I would love to see stops at both Yonge AND Dupont, but that's probably too much to ask. I suspect the big interchange will indeed be Dupont. Though I remeber reading somewhere that the TTC has reserved a bit of land for a southern entrance to Summerhill station for years in anticipation of something like this.
 
I'm sure the two could peacefully coexist. A GO station there doesn't need to be a large facility and the subway station it would connect to lies just to the east of the LCBO building.
 
*Everything about the GO plans seems to make sense over the long-term, but there's a lot of what-ifs regarding the type of service. Let's hope it's something s-bahn like on Lakeshore (and possibly Georgetown) than the "commuter"-type service they currently run.

While no official details have been announced yet, and probably won't until after the election, it does appear that an S-Bahn style service is what is going to be developed over the coming years, starting with the Lakeshore line. The use of regional class trains is being explored and with the electrification of Lakeshore that would allow all lines leading into it to also consider the idea once it is completed.

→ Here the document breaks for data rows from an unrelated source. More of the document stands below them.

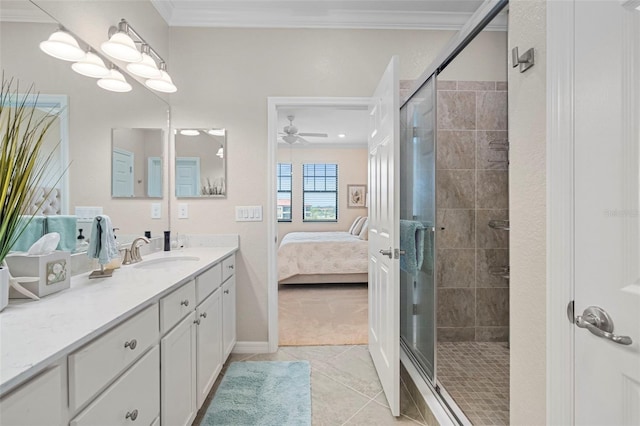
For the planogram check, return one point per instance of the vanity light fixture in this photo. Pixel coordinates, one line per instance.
(164, 83)
(189, 132)
(62, 45)
(115, 82)
(91, 66)
(147, 68)
(120, 45)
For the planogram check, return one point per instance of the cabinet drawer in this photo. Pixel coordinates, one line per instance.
(133, 397)
(93, 366)
(207, 282)
(176, 306)
(38, 403)
(228, 267)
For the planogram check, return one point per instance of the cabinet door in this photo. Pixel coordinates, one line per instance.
(209, 344)
(229, 315)
(178, 374)
(39, 402)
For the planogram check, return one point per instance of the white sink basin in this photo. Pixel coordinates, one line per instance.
(164, 262)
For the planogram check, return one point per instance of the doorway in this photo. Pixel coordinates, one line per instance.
(320, 152)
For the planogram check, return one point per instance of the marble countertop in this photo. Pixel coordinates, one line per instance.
(35, 334)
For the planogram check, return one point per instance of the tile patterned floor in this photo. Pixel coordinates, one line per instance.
(476, 375)
(344, 386)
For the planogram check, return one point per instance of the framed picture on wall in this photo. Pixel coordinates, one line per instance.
(356, 196)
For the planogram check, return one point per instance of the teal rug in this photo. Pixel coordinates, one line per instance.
(262, 393)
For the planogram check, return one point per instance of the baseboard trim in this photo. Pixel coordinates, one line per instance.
(251, 348)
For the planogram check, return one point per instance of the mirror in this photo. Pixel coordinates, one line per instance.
(136, 163)
(92, 114)
(200, 163)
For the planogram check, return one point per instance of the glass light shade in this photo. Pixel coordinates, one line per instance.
(146, 68)
(189, 132)
(63, 46)
(91, 66)
(162, 84)
(115, 82)
(121, 46)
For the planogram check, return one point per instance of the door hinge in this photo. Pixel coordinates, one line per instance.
(571, 311)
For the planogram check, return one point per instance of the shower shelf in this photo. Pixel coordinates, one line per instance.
(499, 271)
(499, 224)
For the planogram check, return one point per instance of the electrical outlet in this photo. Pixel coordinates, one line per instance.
(183, 211)
(156, 211)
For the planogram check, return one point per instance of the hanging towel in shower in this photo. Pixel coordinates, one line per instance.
(102, 245)
(65, 225)
(412, 242)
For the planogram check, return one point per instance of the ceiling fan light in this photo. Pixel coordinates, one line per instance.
(91, 66)
(62, 45)
(115, 82)
(146, 68)
(163, 84)
(121, 46)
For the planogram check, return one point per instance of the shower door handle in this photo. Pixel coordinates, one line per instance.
(387, 252)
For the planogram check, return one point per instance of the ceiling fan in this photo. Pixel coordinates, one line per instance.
(291, 135)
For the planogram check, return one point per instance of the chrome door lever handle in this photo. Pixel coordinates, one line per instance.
(387, 253)
(598, 322)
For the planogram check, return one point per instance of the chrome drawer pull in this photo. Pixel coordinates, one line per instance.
(133, 415)
(131, 344)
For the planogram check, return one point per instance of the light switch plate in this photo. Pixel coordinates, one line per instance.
(156, 211)
(183, 211)
(248, 213)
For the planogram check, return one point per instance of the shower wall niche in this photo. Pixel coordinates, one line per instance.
(472, 191)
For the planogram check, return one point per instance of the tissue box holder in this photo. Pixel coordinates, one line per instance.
(53, 271)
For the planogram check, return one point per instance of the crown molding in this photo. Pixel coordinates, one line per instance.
(176, 16)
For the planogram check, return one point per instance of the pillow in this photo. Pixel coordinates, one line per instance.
(358, 227)
(364, 232)
(353, 225)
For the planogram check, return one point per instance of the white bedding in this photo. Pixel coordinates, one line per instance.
(321, 253)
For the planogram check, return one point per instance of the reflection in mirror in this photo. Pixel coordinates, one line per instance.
(200, 163)
(92, 114)
(136, 163)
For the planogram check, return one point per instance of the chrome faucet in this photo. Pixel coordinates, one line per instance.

Georgetown is a bigger question mark, but, there is still a small chance that the scope of the project could change in the next few months and upgrades to the line could include electrification and frequencies approaching those of a regional system.

Aside from Lakeshore, and maybe Georgetown, I would not expect any other lines to change in nature from commuter rail to regional rail, at least not for another 5 - 10 years. And not because GO will have no desire to do so, but mostly because to make that happen is going to require a very large modernization program of its tracks which will simply take time to bring lines up to the standard needed for regional rail service.